May 22, 2013
Exhibits will highlight University history, artwork
CARBONDALE, Ill. -- Several summer exhibits at Southern Illinois University Carbondale’s University Museum will highlight important aspects of the University’s history.
Exhibits that open June 11 will showcase the early years of SIU Carbondale, residential life on campus, and the artwork of L. Brent Kington and Lee and Eldon Benz.
The University School exhibit coincides with a reunion of graduates of the model high school that was part of campus from 1874 to 1971. The Board of Trustees established the model high school at what was then Southern Illinois Normal University to provide a training laboratory for future elementary and high school teachers. The school went through several names, but the mission remained providing a learning environment for both teachers and students.
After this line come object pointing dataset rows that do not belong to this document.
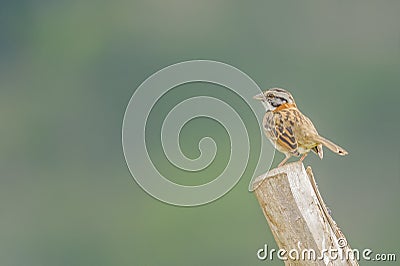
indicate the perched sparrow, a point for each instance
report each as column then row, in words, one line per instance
column 291, row 132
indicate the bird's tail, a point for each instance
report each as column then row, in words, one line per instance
column 330, row 145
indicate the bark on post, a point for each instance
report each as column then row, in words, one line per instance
column 298, row 217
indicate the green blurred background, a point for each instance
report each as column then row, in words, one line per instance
column 69, row 68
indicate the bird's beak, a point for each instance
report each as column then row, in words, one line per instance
column 259, row 97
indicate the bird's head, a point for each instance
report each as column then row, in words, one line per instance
column 275, row 97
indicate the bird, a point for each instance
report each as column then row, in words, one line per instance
column 290, row 131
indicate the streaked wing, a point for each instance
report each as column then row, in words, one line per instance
column 278, row 128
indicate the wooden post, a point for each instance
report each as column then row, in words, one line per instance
column 299, row 219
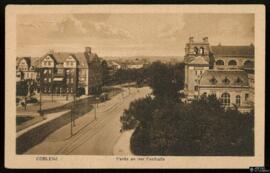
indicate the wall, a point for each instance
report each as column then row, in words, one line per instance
column 37, row 134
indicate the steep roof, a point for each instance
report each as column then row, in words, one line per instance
column 27, row 59
column 197, row 60
column 233, row 50
column 222, row 78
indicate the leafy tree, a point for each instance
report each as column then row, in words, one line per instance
column 105, row 72
column 21, row 88
column 201, row 128
column 164, row 81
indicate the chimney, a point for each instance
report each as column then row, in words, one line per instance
column 191, row 39
column 51, row 51
column 205, row 39
column 88, row 50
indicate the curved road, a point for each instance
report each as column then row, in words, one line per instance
column 90, row 136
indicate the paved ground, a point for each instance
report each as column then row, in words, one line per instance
column 90, row 136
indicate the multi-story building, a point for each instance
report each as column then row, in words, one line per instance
column 24, row 69
column 224, row 71
column 65, row 73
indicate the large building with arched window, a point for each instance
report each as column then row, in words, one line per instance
column 224, row 71
column 63, row 73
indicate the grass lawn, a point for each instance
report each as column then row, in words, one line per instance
column 23, row 122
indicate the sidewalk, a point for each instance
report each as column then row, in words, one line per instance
column 47, row 118
column 122, row 147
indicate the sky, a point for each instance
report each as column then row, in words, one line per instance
column 128, row 34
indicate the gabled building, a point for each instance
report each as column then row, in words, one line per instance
column 65, row 73
column 24, row 69
column 224, row 71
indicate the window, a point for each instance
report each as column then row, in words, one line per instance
column 225, row 99
column 246, row 96
column 213, row 93
column 238, row 81
column 220, row 62
column 196, row 50
column 249, row 64
column 201, row 50
column 238, row 100
column 226, row 81
column 232, row 62
column 213, row 81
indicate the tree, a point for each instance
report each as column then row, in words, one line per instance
column 21, row 88
column 164, row 81
column 201, row 128
column 105, row 72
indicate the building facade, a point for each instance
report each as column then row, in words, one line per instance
column 224, row 71
column 67, row 73
column 24, row 69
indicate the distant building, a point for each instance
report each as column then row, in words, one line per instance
column 224, row 71
column 65, row 73
column 24, row 69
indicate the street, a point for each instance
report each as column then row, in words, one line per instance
column 90, row 136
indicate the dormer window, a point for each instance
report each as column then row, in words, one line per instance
column 226, row 81
column 238, row 81
column 213, row 81
column 196, row 50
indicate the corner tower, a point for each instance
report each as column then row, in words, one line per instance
column 196, row 63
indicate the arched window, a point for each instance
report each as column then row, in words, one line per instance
column 238, row 100
column 226, row 81
column 248, row 64
column 225, row 99
column 232, row 62
column 196, row 50
column 220, row 62
column 201, row 50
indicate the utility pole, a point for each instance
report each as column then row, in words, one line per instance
column 52, row 83
column 74, row 107
column 40, row 90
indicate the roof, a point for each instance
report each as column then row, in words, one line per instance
column 197, row 60
column 223, row 78
column 233, row 50
column 60, row 57
column 27, row 59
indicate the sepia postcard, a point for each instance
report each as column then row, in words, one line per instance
column 134, row 86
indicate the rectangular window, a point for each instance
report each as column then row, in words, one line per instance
column 246, row 96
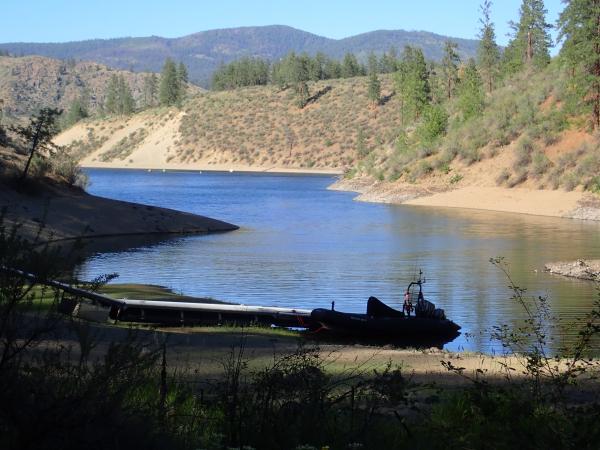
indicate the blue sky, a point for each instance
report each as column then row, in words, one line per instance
column 64, row 20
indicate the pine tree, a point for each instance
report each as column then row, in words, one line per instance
column 38, row 134
column 449, row 68
column 150, row 90
column 579, row 27
column 531, row 40
column 169, row 84
column 374, row 86
column 412, row 83
column 488, row 54
column 126, row 104
column 302, row 94
column 77, row 111
column 350, row 66
column 111, row 104
column 471, row 95
column 182, row 79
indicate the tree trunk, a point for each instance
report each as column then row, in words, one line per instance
column 33, row 147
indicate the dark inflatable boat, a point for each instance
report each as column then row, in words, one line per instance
column 381, row 321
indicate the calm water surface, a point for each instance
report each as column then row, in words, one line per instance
column 302, row 245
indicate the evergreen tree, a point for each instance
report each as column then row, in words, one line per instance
column 302, row 94
column 449, row 68
column 38, row 134
column 412, row 83
column 111, row 104
column 182, row 78
column 332, row 69
column 488, row 54
column 471, row 96
column 350, row 66
column 389, row 61
column 317, row 71
column 374, row 86
column 77, row 111
column 169, row 84
column 150, row 90
column 579, row 27
column 531, row 40
column 126, row 104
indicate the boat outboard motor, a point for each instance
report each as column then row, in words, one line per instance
column 439, row 313
column 424, row 308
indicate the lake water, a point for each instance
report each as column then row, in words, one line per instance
column 301, row 245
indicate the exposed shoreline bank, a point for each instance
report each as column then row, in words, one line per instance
column 185, row 167
column 551, row 203
column 52, row 213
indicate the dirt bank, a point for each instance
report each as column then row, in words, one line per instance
column 554, row 203
column 582, row 269
column 59, row 213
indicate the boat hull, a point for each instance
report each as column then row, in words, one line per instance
column 392, row 327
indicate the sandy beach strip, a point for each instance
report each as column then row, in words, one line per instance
column 203, row 167
column 523, row 201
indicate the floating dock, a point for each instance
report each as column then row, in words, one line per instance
column 174, row 312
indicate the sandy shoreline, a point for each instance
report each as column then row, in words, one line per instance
column 195, row 167
column 53, row 213
column 551, row 203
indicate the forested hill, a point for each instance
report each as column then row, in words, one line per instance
column 33, row 82
column 203, row 52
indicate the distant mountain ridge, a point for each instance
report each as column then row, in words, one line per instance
column 203, row 52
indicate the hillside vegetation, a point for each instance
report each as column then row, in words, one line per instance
column 525, row 136
column 30, row 83
column 203, row 52
column 257, row 127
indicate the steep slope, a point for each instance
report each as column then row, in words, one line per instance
column 31, row 82
column 257, row 128
column 203, row 52
column 524, row 153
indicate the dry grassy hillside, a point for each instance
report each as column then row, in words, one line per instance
column 258, row 128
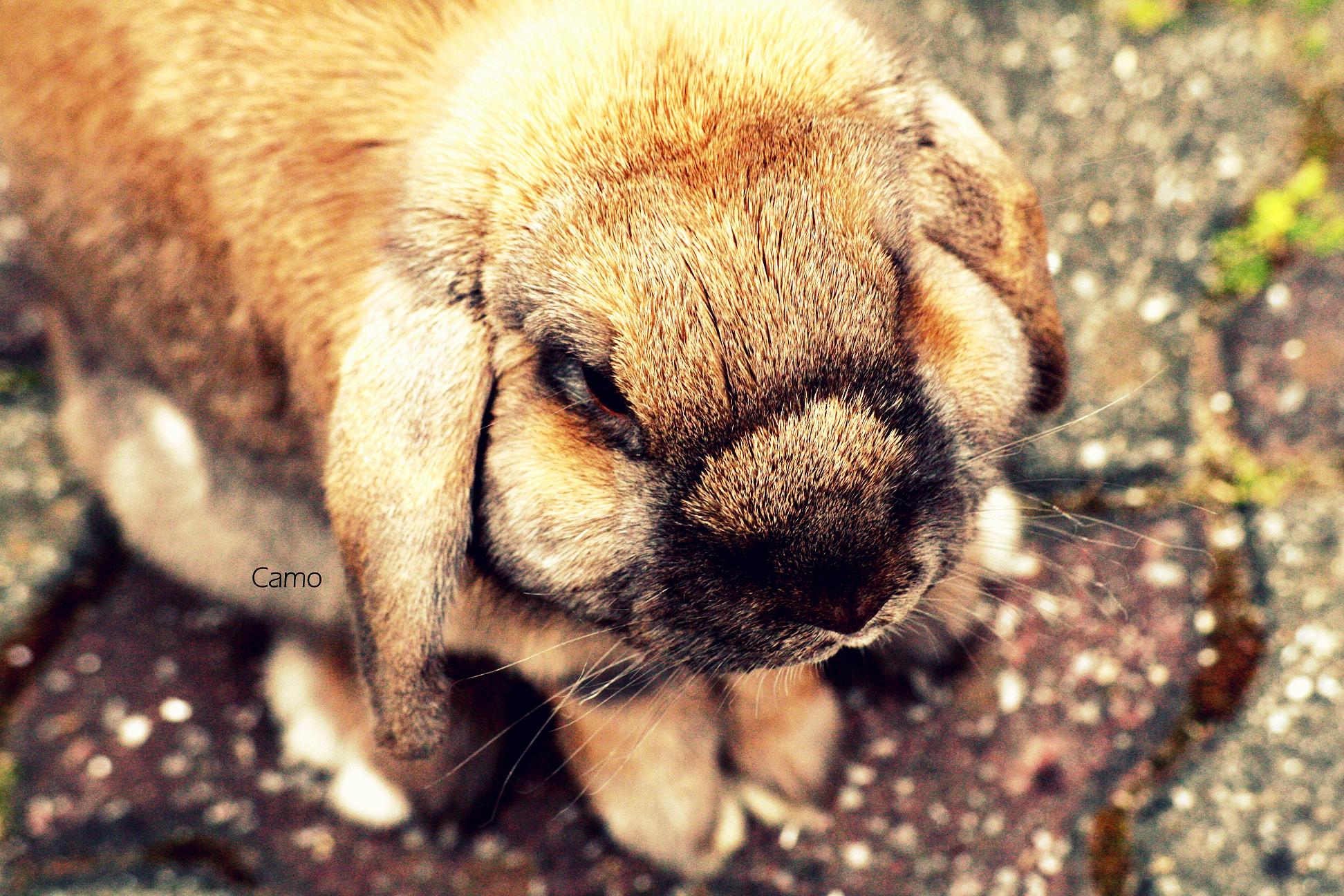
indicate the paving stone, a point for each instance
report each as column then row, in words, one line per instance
column 1140, row 148
column 46, row 516
column 1262, row 812
column 166, row 883
column 1285, row 353
column 983, row 778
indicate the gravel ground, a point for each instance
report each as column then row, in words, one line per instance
column 1262, row 813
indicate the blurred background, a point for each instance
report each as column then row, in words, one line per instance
column 1156, row 703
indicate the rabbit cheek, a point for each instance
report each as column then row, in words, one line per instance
column 971, row 346
column 555, row 514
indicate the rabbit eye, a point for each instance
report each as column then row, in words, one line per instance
column 605, row 393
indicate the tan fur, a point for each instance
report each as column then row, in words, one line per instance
column 339, row 238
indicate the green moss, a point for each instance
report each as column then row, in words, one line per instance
column 1148, row 17
column 1314, row 7
column 1301, row 215
column 1257, row 483
column 18, row 380
column 8, row 778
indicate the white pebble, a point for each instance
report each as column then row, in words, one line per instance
column 1011, row 692
column 133, row 731
column 175, row 709
column 98, row 767
column 858, row 855
column 1300, row 688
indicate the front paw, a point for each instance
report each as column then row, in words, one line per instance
column 649, row 769
column 783, row 731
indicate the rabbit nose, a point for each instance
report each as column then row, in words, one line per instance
column 847, row 617
column 839, row 598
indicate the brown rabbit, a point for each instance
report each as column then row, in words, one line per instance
column 647, row 346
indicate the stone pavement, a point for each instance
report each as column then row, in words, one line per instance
column 1153, row 704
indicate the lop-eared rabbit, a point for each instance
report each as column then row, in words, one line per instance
column 655, row 348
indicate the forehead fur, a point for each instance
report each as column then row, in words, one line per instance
column 605, row 86
column 720, row 283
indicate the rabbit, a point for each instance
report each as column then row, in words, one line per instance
column 656, row 350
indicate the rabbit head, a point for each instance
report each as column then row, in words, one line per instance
column 709, row 348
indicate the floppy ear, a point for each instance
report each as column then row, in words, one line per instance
column 401, row 465
column 973, row 203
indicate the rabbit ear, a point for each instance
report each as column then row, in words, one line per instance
column 401, row 465
column 980, row 209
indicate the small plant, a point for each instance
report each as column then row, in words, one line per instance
column 18, row 380
column 1148, row 17
column 1301, row 215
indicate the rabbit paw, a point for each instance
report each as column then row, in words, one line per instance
column 313, row 734
column 783, row 731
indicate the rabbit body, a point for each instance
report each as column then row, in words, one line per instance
column 651, row 347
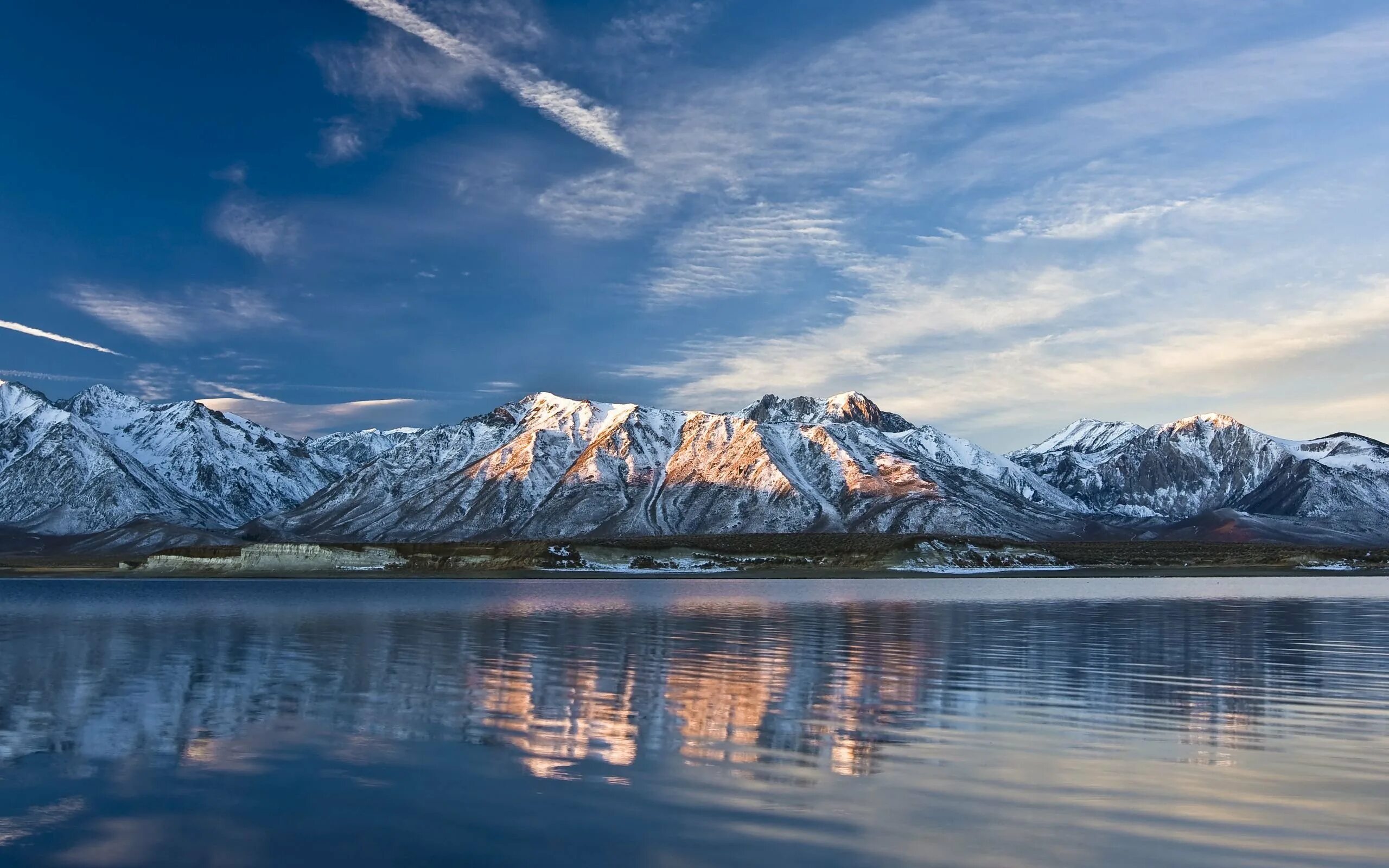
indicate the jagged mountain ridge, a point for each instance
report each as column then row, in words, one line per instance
column 1210, row 463
column 552, row 467
column 102, row 460
column 556, row 467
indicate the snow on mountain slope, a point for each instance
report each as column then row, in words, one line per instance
column 556, row 467
column 352, row 449
column 845, row 407
column 1207, row 463
column 547, row 467
column 234, row 469
column 60, row 477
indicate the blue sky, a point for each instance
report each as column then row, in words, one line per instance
column 992, row 216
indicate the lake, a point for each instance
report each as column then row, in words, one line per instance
column 1041, row 721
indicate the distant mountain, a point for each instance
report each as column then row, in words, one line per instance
column 1209, row 464
column 232, row 469
column 356, row 448
column 113, row 470
column 556, row 467
column 103, row 459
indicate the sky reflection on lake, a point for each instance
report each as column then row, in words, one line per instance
column 939, row 723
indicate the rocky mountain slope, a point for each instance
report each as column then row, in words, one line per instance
column 555, row 467
column 103, row 463
column 1213, row 464
column 102, row 459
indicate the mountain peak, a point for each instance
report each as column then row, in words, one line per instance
column 844, row 407
column 17, row 398
column 1214, row 420
column 1087, row 435
column 100, row 396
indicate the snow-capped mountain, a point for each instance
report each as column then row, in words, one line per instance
column 351, row 449
column 103, row 459
column 1209, row 463
column 232, row 469
column 556, row 467
column 116, row 469
column 59, row 475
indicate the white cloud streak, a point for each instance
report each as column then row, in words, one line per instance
column 566, row 106
column 245, row 221
column 177, row 320
column 27, row 330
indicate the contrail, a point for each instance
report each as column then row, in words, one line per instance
column 566, row 106
column 59, row 338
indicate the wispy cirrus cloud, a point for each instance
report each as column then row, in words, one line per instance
column 341, row 141
column 567, row 106
column 34, row 333
column 655, row 25
column 244, row 220
column 175, row 318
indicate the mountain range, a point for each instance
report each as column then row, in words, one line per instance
column 103, row 465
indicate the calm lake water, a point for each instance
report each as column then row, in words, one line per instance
column 708, row 723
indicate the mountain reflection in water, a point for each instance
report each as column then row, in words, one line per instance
column 878, row 723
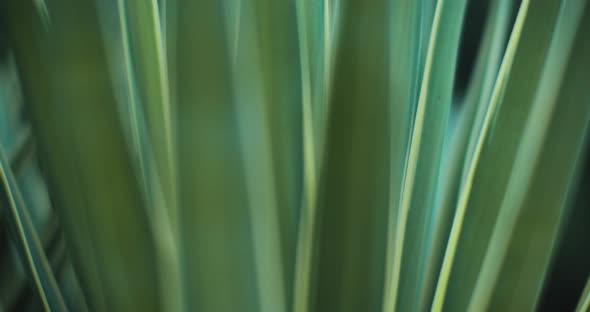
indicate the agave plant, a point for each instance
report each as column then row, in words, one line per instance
column 305, row 155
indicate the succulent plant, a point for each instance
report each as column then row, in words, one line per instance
column 305, row 155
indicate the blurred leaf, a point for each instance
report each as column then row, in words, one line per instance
column 421, row 173
column 29, row 244
column 63, row 67
column 486, row 182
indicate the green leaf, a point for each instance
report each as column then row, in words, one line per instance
column 64, row 68
column 469, row 121
column 421, row 174
column 543, row 174
column 488, row 171
column 584, row 303
column 215, row 220
column 28, row 241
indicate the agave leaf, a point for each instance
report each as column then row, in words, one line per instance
column 146, row 54
column 469, row 121
column 353, row 183
column 422, row 165
column 147, row 88
column 28, row 241
column 216, row 235
column 63, row 67
column 530, row 216
column 314, row 102
column 488, row 171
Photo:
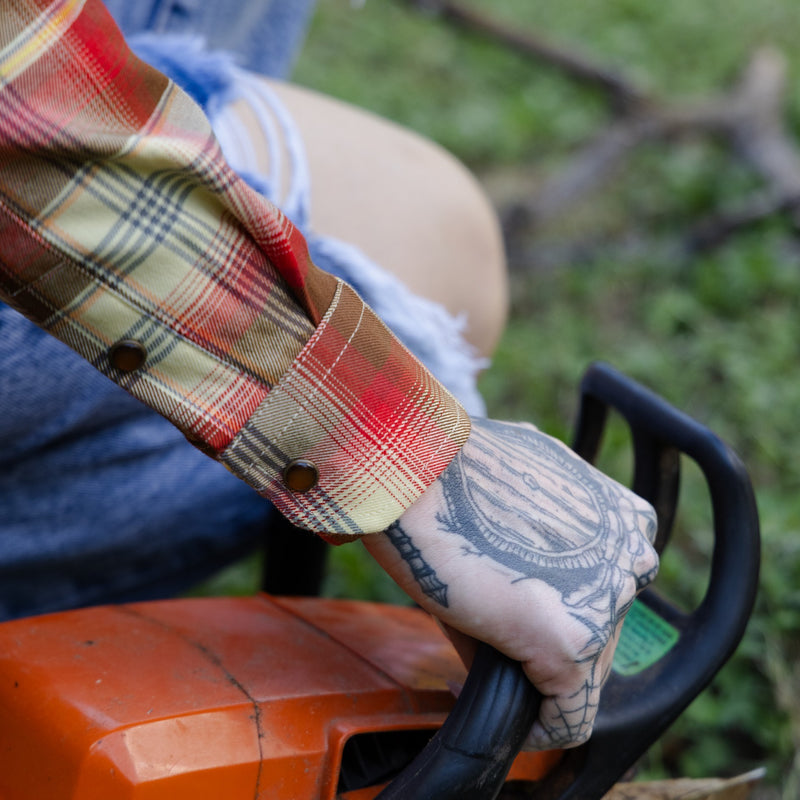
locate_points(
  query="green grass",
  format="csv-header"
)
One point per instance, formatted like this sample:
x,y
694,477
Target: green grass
x,y
716,335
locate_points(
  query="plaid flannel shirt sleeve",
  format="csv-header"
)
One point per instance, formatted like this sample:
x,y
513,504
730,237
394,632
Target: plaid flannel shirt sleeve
x,y
121,221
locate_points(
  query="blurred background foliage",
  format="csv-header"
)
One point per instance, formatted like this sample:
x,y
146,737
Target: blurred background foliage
x,y
714,333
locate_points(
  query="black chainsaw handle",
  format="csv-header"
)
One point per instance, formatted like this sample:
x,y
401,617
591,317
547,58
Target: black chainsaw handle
x,y
636,709
471,754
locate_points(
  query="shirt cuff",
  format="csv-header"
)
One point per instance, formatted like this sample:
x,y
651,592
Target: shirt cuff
x,y
355,431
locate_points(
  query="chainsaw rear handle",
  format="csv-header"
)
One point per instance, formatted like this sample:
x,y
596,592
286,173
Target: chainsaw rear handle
x,y
471,754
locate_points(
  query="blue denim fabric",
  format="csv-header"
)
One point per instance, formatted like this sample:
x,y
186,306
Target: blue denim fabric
x,y
265,34
102,500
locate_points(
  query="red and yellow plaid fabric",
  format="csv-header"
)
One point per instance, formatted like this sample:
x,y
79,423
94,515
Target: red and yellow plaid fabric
x,y
120,219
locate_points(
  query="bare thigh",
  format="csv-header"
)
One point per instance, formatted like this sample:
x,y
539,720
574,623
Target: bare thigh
x,y
407,203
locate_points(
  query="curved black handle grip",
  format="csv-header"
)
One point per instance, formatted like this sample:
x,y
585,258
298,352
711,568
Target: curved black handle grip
x,y
470,755
636,709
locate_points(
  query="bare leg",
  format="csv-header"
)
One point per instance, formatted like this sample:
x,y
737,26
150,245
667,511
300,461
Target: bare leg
x,y
407,203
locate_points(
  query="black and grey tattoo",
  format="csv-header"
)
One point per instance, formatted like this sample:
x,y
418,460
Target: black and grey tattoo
x,y
537,511
424,574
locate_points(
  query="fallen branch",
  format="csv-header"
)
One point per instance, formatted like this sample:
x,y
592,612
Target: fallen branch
x,y
749,117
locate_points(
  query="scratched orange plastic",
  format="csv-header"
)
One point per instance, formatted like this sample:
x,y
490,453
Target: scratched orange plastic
x,y
214,698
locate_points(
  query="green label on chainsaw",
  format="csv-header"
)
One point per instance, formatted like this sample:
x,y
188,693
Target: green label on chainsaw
x,y
644,640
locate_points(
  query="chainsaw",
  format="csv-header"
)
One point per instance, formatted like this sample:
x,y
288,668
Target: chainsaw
x,y
307,698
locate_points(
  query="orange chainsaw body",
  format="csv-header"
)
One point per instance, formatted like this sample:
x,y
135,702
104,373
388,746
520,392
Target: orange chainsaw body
x,y
220,698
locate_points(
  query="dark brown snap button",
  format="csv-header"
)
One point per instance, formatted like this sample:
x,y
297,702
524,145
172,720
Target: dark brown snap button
x,y
300,475
127,355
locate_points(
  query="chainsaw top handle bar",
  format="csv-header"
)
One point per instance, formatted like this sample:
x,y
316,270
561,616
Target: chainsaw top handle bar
x,y
471,754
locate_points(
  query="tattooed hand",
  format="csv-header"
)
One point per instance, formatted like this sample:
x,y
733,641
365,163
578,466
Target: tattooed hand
x,y
523,545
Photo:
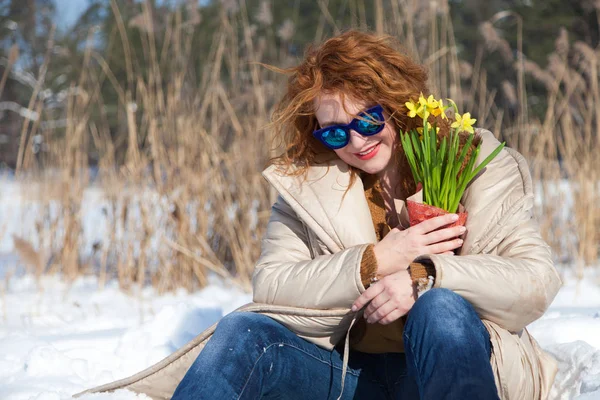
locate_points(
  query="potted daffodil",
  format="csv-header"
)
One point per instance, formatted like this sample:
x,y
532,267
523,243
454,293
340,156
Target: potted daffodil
x,y
442,165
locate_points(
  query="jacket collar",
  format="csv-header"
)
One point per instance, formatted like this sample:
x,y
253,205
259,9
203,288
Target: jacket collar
x,y
502,189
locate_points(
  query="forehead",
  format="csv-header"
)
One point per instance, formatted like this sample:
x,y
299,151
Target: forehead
x,y
329,107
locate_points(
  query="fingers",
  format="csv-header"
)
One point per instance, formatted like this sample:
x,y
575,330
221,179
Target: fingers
x,y
367,296
434,223
380,312
443,247
444,234
391,317
377,302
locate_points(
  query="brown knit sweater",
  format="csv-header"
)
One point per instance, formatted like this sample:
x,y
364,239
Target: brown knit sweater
x,y
368,266
377,338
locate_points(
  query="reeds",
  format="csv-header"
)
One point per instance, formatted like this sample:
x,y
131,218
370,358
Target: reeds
x,y
187,198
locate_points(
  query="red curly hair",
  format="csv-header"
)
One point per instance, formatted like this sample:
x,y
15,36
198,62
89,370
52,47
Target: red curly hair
x,y
361,65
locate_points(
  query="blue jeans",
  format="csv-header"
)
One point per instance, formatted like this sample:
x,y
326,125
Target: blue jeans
x,y
251,356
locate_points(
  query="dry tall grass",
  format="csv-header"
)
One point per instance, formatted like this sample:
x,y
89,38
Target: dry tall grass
x,y
189,198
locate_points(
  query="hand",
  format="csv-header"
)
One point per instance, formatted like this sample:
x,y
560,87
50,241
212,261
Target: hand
x,y
399,248
390,298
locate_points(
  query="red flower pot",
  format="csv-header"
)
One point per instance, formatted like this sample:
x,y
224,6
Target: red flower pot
x,y
419,212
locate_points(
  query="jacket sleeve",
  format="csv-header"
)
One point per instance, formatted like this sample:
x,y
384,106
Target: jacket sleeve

A second University history exhibit, 100th Anniversary of University Housing celebrates, as the name implies, residential life on campus. Museum Registrar Eric S. Jones curates both exhibits, which run through July 26.
The L. Brent Kington Memorial Exhibit honors the late metalsmith and professor of art, L. Brent Kington (1934-2013), whose artistic skill and dedication to the University put SIU Carbondale on the fine arts map in a whole new way. Many in the art world consider Kington an artistic blacksmithing pioneer. He joined the School of Art and Design faculty in 1961 and retired in 1996 after serving as professor and, for several years, director of the art school. This exhibit also runs through July 26.
A fourth exhibit, featuring the artwork of multi-media talent Lee Benz (1918-1986) is part of Mother and Son: The Art of Lee and Eldon Benz. Lee Benz produced art in several media, most particularly in watercolor, but also in woodcut print, serigraphs, and sculpture. With much of her work destroyed in a fire, her son, Eldon Benz, an SIU Carbondale alumnus and artist, is preserving what of his mother’s art that he can through digitized computer technology. This exhibit showcases their works and runs through Aug. 24.
The University Museum will host a public reception for these exhibits from 4 to 7 p.m. on June 21 in the museum atrium.